Research teams at INSERM and Paris Descartes University have isolated dental stem cell lines and detailed the natural mechanism by which such cells repair lesions in teeth. This discovery could provide the foundation for therapeutic strategies that mobilize resident dental stem cells and amplify their intrinsic capacity for repair.
Teeth are mineralized organs that are anchored within the gums by roots. The outermost layer of the tooth is the enamel, which is one of the hardest substances in the body. Beneath the enamel is the dentine (sometimes known as the ivory), and the dentin (dentine if you are British) is filled with microscopic tubes that radiate from the inner pulp to the surface. These dentinal tubules contain cells called odontoblasts, which are the cells that made the dentin in the first place, and dentinal fluid (contains a mixture of albumin, transferrin, tenascin and proteoglycans). The odontoblasts maintain the dentin, but as we age, the dentin tubules calcify. Dentin is a yellowish, bone-like matrix that is porous. It is softer than enamel and decays more rapidly and is subject to severe cavities if not properly treated. Beneath the dentin is the pulp, which contains blood vessels and nerves and also houses a resident stem cell population.

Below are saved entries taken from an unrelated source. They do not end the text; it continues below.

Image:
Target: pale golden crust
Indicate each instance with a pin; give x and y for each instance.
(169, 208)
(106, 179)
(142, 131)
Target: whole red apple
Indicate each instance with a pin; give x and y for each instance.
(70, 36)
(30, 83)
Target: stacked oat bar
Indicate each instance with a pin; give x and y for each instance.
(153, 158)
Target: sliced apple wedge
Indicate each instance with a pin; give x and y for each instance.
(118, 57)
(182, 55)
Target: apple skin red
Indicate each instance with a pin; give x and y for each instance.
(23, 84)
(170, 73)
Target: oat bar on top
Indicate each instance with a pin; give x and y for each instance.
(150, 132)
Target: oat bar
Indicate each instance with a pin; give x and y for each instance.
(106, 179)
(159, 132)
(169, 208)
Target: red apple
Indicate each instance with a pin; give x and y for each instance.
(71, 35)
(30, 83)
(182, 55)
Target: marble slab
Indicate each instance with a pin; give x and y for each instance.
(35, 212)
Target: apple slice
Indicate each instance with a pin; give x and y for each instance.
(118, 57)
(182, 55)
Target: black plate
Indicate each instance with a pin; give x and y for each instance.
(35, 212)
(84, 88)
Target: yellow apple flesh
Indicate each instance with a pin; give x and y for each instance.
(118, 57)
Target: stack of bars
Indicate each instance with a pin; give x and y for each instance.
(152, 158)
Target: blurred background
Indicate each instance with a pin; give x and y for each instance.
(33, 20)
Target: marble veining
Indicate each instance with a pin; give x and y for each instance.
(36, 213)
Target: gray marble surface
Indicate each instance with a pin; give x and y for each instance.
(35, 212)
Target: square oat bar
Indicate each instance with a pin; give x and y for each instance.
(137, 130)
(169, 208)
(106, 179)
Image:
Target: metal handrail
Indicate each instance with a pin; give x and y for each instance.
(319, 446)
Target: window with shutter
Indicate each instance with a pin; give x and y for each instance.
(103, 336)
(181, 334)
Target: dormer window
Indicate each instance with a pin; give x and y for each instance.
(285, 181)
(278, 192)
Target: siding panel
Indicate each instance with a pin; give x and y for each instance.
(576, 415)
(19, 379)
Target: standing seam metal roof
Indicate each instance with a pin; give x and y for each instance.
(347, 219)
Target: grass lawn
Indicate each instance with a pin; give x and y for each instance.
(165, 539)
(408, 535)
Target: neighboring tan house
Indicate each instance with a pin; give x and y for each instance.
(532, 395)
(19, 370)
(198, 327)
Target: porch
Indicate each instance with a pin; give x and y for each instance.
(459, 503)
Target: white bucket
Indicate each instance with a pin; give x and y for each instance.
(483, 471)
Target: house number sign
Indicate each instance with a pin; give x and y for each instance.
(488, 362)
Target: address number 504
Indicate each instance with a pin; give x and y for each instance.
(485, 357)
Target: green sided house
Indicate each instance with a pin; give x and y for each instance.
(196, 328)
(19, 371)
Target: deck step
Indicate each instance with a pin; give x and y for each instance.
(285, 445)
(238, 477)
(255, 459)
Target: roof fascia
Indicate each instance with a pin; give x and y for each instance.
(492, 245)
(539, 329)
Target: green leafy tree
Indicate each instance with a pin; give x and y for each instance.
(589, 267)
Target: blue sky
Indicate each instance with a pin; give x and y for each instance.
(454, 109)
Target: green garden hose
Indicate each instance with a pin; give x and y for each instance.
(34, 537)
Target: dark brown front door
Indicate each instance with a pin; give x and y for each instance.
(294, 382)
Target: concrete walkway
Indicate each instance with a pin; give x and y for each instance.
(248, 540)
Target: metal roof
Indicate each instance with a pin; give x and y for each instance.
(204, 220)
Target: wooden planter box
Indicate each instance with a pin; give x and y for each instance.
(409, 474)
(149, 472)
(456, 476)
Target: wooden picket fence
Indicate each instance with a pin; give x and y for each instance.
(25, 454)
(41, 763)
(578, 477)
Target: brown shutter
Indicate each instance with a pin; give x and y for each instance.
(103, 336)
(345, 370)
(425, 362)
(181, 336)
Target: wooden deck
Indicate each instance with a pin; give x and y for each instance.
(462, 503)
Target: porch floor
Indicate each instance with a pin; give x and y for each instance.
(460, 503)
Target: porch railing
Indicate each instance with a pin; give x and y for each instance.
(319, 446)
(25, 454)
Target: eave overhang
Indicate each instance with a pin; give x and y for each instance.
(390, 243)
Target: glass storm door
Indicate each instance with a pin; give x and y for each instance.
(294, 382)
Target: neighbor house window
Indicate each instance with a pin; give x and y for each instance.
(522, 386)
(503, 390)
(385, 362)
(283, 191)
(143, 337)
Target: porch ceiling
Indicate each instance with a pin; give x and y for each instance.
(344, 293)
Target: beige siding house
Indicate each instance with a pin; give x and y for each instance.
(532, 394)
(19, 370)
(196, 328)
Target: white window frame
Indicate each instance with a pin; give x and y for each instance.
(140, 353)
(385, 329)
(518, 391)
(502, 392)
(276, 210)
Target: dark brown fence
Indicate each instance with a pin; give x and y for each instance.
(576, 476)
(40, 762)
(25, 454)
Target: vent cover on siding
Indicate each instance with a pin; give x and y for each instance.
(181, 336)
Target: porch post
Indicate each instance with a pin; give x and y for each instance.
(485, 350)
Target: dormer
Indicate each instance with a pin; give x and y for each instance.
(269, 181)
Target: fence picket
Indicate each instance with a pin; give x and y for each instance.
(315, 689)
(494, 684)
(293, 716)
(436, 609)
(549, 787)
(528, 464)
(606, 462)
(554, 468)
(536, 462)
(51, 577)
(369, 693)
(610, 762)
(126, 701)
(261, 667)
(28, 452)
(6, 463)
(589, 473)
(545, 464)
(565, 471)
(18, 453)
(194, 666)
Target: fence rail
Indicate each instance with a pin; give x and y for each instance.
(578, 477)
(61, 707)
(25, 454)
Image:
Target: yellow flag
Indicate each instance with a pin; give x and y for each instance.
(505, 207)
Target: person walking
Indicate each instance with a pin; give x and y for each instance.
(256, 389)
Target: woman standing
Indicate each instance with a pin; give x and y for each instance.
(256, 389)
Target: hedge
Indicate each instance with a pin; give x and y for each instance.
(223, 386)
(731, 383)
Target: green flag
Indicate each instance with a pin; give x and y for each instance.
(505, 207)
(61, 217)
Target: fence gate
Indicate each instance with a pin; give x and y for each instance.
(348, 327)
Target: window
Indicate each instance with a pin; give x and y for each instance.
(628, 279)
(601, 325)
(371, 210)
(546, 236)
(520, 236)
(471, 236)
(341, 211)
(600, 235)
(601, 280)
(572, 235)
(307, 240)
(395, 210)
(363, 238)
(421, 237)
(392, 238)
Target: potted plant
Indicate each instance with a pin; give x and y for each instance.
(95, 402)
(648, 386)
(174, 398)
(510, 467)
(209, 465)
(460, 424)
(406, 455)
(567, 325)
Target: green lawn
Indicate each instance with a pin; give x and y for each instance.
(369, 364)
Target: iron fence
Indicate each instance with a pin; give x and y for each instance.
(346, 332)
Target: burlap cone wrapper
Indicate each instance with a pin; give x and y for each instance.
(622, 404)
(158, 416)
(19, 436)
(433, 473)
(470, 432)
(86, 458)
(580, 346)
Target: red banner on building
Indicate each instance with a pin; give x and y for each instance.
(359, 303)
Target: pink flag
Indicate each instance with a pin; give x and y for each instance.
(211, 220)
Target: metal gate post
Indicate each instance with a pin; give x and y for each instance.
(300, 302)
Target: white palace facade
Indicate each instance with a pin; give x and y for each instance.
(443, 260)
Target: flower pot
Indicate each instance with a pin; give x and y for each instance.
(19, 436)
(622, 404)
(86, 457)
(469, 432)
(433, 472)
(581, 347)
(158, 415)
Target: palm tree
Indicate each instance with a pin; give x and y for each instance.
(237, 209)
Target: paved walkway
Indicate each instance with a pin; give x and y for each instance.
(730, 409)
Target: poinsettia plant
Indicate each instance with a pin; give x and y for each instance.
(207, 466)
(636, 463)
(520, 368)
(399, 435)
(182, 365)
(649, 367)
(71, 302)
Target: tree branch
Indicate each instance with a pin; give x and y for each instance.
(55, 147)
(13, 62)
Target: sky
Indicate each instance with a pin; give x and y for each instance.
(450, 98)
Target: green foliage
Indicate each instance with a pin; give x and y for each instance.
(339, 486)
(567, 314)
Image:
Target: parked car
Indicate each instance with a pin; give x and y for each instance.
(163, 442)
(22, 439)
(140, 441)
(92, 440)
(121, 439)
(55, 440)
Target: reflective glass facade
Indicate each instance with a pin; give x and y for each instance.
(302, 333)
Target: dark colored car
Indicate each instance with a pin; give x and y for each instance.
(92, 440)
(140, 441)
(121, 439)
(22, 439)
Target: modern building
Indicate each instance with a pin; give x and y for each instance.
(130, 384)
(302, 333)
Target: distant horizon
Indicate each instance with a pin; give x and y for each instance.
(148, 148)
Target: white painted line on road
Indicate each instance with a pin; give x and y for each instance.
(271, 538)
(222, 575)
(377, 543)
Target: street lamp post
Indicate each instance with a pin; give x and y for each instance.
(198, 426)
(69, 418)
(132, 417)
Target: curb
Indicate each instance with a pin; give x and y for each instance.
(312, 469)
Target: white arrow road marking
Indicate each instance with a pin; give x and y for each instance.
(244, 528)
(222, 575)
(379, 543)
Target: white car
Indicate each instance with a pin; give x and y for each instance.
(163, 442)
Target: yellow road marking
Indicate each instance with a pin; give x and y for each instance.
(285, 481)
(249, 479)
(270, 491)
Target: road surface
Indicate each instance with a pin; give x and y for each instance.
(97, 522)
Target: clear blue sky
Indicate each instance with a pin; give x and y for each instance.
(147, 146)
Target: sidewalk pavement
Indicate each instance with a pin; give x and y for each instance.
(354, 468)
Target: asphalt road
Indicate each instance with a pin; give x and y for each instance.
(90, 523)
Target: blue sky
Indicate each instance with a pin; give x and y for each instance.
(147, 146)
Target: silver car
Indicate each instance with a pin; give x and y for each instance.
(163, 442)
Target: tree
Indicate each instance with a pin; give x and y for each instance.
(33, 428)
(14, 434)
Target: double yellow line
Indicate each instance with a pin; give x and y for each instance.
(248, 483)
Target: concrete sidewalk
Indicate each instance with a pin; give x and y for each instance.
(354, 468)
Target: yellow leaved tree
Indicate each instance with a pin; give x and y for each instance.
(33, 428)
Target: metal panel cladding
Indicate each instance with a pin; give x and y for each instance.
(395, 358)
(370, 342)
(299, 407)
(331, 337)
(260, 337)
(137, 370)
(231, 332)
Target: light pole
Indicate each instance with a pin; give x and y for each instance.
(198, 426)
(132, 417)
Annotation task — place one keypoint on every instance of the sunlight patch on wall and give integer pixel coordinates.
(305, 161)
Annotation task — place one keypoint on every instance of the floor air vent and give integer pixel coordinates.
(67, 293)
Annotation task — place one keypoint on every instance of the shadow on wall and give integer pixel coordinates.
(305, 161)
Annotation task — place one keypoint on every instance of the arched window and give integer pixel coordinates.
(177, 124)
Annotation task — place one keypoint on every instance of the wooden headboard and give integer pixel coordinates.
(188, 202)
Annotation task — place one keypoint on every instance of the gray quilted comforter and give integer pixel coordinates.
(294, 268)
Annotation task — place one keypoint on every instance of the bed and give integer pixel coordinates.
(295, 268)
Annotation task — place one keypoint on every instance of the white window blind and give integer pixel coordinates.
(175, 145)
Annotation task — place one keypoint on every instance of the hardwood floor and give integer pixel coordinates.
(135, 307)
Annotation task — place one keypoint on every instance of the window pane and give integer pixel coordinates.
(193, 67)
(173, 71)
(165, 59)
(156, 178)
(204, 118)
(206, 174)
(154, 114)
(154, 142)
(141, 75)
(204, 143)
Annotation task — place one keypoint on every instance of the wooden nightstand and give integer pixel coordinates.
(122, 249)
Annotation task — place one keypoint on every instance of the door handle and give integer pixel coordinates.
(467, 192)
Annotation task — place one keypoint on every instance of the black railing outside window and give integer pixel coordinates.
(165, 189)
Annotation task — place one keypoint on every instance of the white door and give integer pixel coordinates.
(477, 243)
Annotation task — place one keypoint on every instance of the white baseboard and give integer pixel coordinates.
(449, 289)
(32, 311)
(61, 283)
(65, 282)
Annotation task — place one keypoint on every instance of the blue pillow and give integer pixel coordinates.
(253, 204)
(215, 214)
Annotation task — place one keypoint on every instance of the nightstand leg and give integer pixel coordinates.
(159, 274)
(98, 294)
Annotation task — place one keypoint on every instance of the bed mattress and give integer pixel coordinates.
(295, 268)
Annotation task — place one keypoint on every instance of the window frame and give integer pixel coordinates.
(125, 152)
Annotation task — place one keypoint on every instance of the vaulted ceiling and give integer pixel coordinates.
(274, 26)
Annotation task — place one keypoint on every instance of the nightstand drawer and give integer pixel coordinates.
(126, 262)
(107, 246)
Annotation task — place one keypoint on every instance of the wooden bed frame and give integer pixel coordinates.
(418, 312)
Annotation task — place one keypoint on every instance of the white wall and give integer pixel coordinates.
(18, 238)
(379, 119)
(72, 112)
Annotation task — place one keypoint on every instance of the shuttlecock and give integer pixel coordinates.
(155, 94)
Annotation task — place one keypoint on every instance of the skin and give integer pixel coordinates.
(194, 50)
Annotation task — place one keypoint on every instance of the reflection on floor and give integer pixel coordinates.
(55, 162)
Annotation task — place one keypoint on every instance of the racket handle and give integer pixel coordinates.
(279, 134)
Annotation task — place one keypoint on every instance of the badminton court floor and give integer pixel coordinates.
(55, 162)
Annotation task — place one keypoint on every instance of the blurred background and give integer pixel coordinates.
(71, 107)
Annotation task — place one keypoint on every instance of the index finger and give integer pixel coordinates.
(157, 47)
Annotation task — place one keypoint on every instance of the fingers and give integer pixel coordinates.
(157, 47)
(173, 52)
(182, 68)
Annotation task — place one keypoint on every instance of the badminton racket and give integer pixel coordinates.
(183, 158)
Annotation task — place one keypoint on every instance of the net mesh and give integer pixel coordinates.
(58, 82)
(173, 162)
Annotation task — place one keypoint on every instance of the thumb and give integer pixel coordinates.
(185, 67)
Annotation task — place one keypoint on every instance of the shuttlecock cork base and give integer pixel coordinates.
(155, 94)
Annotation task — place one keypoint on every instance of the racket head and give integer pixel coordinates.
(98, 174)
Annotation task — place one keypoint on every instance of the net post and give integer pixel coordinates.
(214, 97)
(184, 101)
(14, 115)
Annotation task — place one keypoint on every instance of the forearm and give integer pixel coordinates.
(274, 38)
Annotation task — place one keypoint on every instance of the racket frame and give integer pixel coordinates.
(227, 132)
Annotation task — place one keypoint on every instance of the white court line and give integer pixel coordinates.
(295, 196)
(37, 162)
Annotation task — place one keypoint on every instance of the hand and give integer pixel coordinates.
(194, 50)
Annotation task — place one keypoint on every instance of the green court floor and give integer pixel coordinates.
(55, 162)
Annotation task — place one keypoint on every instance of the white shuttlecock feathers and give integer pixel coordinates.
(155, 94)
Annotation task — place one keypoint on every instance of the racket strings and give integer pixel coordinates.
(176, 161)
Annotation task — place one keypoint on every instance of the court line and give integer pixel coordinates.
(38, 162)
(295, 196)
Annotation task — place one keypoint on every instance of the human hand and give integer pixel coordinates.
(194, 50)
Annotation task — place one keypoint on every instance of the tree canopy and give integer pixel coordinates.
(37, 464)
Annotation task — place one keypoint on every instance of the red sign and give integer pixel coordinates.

When a dental lesion appears, the dormant stem cells in the pulp awaken and try to repair the tooth, but the means by which these cells do this is unknown.
To address these gaps in our knowledge, researchers from INSERM (French Institute of Health and Medical Research or Institut national de la santé et de la recherche), and the Paris Descartes University have extracted and isolated dental stem cells from the pulp of mouse molars and analyzed them further.
In the midst of their characterization of these cells, the French teams discovered that these dental pulp stem cells possess five different cell surface receptors for the neurotransmitters dopamine and serotonin. The present of these receptors suggested that the response of dental pulp stem cells to tooth injury was mediated by these neurotransmitters. Blood platelets, for example, are activated by binding serotonin and dopamine. Could these dental be activated by similar means?
The first set of experiments examined tooth repair in mice that lacked platelets that produced serotonin or dopamine. Such mice failed to repair tooth lesions, suggesting that serotonin and dopamine are important to inducing stem cell-mediated tooth repair.
Next, these laboratories characterized these five receptors and found that four of them were intimately involved in tooth repair; knocking out any one of the would abrogate tooth repair responses.
“In stem cell research, it is unusual to be simultaneously able to isolate cell lines, identify the markers that allow them to be recognized (here the receptors), discover the signal that recruits them (serotonin and dopamine), and discover the source of that signal (blood platelets). In this work, we have been able, unexpectedly, to explore the entire mechanism,” said Odile Kellermann, the principal author of this work.
Dentists use pulp capping materials like calcium hydroxide and tricalcium phosphate-based biomaterials to repair the tooth and fill lesions. These new findings, however, could produce new therapeutic strategies aimed at mobilizing the resident dental pulp stem cells to magnify the natural reparative capacity of teeth without the use of replacement materials.